HARO: Outlet quality is declining rapidly
When HARO was the only source platform online, top-tier journalists regularly used it. But, while HARO advertises on its homepage that Reuters, the New York Times, and the Wall Street Journal all use the platform, we speculate that HARO staff members would be hard-pressed to find a request from any of these outlets in the past six to nine months.
Why is that? We believe the explosion of AI-generated responses has driven many quality reporters to other platforms that more thoroughly monitor and weed out spammy and AI submissions.
Insight from the journalist side of HARO
As an integrated marketing agency, Dogwood sometimes sources experts for our clients’ content marketing, and we have used both platforms. Based on discussions with other industry professionals, we know the following to be true for other writers and journalists as well.
HARO pitches are more spammy than Qwoted’s, often providing low-quality AI-generated responses. And, because of the volume of people who receive HARO’s emails, the volume of responses is ridiculous.
For one request, “Favorite tools for starting an e-commerce business,” we sought responses from direct-to-consumer (DTC) e-commerce companies in business for at least 18 months.
We received 76 responses; more than half were from marketing and SEO agencies, a quarter were not DTC e-commerce companies, and many of the remaining were fake accounts looking to build domains to sell. Filtering through so many junk responses to find the few valid ones takes valuable time. It’s no wonder quality journalists are leaving HARO.
Qwoted’s basic, free plan
Some people still use HARO because even at the basic/free level, pitches are unlimited. (You can pay HARO up to $149 monthly for keyword-based alerts, source profiles, and a searchable database.)

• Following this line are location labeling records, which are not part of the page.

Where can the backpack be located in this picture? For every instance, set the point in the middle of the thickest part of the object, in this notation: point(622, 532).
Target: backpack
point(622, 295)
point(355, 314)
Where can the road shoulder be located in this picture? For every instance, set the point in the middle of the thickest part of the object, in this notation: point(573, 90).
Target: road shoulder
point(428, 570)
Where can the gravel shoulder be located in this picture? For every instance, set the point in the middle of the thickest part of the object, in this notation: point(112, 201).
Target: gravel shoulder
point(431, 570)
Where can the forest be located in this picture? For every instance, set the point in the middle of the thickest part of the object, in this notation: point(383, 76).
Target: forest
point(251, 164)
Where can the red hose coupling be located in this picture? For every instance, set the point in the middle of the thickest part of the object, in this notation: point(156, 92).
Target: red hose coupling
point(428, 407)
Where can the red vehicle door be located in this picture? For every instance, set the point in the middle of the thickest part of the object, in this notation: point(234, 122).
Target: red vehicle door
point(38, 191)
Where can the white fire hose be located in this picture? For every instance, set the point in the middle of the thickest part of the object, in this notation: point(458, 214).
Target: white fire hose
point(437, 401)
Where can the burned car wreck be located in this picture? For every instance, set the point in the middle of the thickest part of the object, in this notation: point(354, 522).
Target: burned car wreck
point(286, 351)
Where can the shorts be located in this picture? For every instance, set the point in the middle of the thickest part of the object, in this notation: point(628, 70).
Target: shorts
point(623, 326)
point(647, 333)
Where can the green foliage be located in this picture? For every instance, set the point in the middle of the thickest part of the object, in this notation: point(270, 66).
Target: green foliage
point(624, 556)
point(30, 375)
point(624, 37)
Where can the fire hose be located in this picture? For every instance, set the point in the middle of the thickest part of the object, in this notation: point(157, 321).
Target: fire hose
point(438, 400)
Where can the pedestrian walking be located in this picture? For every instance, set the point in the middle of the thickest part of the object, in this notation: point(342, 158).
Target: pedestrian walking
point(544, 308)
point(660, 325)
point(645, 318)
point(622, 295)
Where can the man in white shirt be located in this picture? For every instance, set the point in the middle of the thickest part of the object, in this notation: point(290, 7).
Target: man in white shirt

Qwoted’s basic plan provides:
- Access to the request database
- Two pitches a month (New users get a bonus pitch)
- Access to free requests
- Real-time alerts—this gives you time to get your source’s response written and approved by the expert once the two-hour delay ends.

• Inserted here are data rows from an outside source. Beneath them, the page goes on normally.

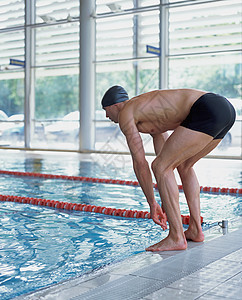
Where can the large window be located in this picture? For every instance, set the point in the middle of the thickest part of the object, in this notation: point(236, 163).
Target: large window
point(201, 43)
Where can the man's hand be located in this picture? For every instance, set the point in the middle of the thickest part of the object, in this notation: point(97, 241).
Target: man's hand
point(158, 215)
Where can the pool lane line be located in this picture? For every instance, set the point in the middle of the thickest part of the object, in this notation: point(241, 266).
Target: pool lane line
point(206, 189)
point(136, 214)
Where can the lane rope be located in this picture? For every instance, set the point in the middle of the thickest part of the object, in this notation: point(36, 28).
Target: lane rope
point(205, 189)
point(85, 207)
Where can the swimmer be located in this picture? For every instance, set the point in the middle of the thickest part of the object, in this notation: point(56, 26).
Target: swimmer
point(199, 120)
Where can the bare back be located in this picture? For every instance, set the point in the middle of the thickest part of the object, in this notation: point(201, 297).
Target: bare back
point(161, 110)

- Unlimited source profiles in the expert database—if one of your experts fits the need, reporters can reach out to you directly, and often a pitch credit isn’t necessary to respond.

The pesky side of Qwoted’s free plan
If you have great experts who can weigh in on many requests, you may need more than two pitches a month. And there’s a two-hour delay, which can be frustrating when you have a great response and want to be one of the first respondents to a top-tier request.

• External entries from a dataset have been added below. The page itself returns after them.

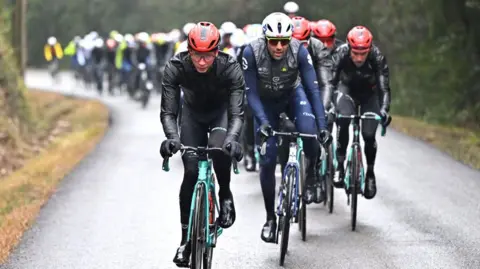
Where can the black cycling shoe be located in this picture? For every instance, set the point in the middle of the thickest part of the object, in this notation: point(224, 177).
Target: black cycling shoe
point(309, 195)
point(182, 257)
point(269, 231)
point(227, 211)
point(370, 184)
point(340, 177)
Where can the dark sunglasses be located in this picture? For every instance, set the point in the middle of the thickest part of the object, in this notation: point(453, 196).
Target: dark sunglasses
point(274, 41)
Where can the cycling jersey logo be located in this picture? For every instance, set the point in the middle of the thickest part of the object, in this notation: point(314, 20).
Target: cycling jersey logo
point(308, 114)
point(244, 63)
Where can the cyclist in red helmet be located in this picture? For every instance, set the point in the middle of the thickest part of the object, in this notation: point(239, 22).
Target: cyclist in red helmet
point(361, 77)
point(325, 31)
point(214, 89)
point(322, 64)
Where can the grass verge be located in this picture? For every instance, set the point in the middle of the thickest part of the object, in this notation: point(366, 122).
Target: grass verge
point(463, 144)
point(68, 129)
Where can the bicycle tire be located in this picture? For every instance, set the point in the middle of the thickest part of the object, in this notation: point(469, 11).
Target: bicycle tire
point(330, 189)
point(208, 255)
point(302, 223)
point(198, 229)
point(354, 186)
point(287, 203)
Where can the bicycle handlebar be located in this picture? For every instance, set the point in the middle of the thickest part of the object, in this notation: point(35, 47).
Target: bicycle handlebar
point(366, 116)
point(263, 147)
point(166, 167)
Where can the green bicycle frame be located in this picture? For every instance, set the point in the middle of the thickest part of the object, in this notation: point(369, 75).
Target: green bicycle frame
point(356, 133)
point(334, 159)
point(205, 177)
point(356, 146)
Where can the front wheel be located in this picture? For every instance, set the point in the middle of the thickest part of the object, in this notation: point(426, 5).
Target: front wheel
point(302, 223)
point(330, 189)
point(285, 219)
point(354, 185)
point(198, 237)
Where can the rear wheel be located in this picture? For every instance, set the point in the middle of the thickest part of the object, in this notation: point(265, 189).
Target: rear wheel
point(354, 185)
point(330, 174)
point(285, 219)
point(302, 223)
point(198, 229)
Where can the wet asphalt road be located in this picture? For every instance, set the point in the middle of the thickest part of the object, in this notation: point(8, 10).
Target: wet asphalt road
point(118, 209)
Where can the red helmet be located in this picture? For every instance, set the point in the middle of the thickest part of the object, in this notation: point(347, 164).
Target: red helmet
point(301, 28)
point(324, 29)
point(359, 39)
point(204, 37)
point(111, 43)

We recommend you test the waters first to see how quickly you use your pitches before signing up for a $99 “pro” plan. Once you determine an upgrade may be beneficial, you’ll gain access to:
- Unlimited pitches
- No response delay
- Pitch intelligence (access to who else has pitched the request)
- Profile view alerts
- An events & awards database
- …and more
The Qwoted team is updating and improving the network and platform monthly. We encourage you to check it out to see everything they’ve added to it.
Time, time, time…and thoughtfulness
No matter which platform you select, both Qwoted and HARO users benefit most from an investment of time. Get to know the platforms, and more importantly, develop a strategic messaging document to position your leadership as trusted advisors and expert sources. With a solid core communications plan, you will be able to quickly use these sourcing platforms to your (and your company’s) benefit!